Jean Pierre Cáncar

Personal information
- Full name: Jean Pierre Cáncar Maccari
- Date of birth: 8 July 1987 (age 38)
- Place of birth: Chanchamayo, Junín, Peru
- Height: 1.76 m (5 ft 9 in)
- Position(s): Right back / Right midfielder

Team information
- Current team: Cienciano
- Number: 25

Youth career
- 2004–2006: Sport Boys

Senior career*
- Years: Team / Apps / (Gls)
- 2006–2008: Sport Boys / 54 / (1)
- 2009–2011: Sporting Cristal / 27 / (0)
- 2012: Cienciano / 25 / (1)
- 2013: Los Caimanes / 23 / (0)
- 2014: León de Huánuco / 30 / (0)
- 2015–: Cienciano / 14 / (0)

= Jean Pierre Cáncar =

Peruvian footballer (born 1987)

Jean Pierre Cáncar Maccari (born 8 July 1987 in Chanchamayo, Junín, Peru) is a Peruvian footballer who plays as a right back or a right sided midfielder.
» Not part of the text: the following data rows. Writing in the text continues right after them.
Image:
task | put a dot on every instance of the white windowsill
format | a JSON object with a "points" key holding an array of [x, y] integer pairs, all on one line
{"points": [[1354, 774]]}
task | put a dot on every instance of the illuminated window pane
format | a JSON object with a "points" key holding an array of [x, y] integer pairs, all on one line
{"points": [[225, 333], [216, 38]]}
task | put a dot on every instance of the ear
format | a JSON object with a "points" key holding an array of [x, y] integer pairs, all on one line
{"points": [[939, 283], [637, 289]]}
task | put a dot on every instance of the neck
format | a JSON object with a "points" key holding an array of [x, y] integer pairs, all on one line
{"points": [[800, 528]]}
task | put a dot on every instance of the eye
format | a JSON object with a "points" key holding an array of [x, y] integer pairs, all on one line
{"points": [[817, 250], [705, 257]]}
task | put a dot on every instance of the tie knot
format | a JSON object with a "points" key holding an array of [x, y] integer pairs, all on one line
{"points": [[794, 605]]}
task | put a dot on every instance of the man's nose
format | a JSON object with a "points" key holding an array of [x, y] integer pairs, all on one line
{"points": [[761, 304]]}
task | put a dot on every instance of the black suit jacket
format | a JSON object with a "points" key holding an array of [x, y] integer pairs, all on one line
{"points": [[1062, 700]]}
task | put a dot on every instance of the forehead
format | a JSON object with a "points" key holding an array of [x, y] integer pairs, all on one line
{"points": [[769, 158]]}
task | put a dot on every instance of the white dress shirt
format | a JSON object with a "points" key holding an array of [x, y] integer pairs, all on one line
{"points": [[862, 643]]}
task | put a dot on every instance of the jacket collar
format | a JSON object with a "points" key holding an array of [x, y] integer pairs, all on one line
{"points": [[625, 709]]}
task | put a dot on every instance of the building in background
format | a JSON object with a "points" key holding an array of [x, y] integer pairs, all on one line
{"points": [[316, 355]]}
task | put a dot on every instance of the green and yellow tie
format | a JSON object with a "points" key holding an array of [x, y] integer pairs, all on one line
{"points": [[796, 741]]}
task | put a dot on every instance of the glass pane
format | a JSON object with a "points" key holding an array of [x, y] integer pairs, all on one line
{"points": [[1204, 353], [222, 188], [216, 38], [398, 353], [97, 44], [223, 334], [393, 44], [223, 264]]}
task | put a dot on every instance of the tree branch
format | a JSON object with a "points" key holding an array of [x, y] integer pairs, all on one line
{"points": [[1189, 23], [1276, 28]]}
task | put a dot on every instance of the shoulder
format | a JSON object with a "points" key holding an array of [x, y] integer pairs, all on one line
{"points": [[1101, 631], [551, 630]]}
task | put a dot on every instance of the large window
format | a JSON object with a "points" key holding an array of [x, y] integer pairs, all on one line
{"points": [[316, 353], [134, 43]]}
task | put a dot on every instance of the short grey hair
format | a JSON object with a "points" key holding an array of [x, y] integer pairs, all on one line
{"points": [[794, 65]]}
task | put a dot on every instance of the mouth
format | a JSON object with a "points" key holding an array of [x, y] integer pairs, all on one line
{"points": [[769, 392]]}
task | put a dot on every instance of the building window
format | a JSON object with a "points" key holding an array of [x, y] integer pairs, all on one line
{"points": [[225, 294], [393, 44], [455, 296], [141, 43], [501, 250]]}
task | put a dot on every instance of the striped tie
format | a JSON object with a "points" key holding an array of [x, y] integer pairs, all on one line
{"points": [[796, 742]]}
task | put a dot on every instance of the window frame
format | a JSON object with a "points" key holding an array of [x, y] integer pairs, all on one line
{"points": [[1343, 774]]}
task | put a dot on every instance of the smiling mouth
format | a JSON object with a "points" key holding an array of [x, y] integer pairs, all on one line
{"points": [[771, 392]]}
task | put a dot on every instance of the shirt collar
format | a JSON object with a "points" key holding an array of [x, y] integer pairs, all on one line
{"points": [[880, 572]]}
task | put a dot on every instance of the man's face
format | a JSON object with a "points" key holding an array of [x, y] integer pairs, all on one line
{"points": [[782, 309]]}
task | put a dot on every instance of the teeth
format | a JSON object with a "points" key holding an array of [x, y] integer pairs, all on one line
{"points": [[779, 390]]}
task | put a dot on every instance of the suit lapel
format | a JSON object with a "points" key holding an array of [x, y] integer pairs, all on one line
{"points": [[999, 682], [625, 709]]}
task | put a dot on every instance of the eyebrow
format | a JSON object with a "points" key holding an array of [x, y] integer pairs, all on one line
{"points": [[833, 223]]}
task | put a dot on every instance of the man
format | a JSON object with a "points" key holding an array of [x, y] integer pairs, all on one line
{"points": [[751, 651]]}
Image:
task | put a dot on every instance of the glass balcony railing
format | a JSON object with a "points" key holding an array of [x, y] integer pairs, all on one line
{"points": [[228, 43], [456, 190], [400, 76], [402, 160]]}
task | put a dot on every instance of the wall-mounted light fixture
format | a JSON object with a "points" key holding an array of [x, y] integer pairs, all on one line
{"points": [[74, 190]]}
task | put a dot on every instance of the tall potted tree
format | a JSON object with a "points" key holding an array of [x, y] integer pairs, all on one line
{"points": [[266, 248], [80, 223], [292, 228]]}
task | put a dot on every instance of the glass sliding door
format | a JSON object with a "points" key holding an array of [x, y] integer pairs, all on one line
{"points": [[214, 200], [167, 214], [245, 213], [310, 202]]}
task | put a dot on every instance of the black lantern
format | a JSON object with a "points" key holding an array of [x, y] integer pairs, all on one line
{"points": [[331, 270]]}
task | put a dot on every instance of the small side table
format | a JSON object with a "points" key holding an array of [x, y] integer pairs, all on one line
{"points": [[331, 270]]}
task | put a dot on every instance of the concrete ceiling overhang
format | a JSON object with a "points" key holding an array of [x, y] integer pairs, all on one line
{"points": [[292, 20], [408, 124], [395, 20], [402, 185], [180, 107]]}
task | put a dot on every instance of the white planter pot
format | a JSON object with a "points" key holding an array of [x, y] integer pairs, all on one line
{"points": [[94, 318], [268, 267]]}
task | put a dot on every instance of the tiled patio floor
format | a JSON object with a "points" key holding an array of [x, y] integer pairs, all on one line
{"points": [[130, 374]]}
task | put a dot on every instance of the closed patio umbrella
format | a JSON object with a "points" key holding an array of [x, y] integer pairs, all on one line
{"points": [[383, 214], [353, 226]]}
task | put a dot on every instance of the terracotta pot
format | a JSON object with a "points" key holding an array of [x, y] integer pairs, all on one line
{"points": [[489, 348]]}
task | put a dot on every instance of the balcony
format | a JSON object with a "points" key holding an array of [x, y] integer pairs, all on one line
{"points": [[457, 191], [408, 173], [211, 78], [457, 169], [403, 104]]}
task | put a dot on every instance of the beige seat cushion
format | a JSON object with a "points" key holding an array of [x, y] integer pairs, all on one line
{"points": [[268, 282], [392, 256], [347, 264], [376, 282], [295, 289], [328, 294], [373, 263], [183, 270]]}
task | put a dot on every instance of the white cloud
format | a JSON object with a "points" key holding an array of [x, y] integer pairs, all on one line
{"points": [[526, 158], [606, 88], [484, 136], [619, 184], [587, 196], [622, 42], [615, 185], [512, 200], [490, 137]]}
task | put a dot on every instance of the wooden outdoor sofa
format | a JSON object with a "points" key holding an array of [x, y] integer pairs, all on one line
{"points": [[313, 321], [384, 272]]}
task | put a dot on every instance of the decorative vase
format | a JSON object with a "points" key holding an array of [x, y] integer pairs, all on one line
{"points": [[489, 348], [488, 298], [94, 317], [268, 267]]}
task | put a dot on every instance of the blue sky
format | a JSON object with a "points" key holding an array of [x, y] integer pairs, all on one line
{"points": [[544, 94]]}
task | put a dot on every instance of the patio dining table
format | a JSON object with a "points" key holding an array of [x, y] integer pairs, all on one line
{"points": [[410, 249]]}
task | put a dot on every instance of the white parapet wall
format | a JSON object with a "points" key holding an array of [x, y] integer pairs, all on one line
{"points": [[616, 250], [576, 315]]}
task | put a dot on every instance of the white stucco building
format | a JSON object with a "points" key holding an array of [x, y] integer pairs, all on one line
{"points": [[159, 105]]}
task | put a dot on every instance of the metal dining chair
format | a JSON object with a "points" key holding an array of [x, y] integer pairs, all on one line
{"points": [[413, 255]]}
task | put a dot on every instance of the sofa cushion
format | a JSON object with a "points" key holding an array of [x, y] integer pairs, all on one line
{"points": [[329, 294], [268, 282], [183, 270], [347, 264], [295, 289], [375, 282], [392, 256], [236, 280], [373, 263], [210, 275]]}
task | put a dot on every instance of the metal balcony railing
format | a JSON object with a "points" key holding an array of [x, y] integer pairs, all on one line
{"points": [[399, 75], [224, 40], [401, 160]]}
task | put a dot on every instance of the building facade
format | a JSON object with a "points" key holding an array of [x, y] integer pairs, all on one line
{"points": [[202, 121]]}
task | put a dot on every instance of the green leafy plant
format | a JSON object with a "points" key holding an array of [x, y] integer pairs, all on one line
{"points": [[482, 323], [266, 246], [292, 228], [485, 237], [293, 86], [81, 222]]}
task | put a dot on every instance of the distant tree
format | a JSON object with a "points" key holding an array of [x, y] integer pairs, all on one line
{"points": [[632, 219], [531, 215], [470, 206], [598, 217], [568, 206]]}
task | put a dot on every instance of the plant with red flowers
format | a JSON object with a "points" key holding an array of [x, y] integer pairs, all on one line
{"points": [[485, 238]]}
He currently plays for Cienciano in the Primera División Peruana.

==Club career==
Jean Pierre Cáncar started playing for his local club, Efugel, for the Copa Perú when he was only 14.

At 17, he was accepted into Sport Boys' youth divisions. In 2006, under Roberto Mosquera, he debuted with the first team in a match against Sporting Cristal.

In 2009, he was transferred to Sporting Cristal.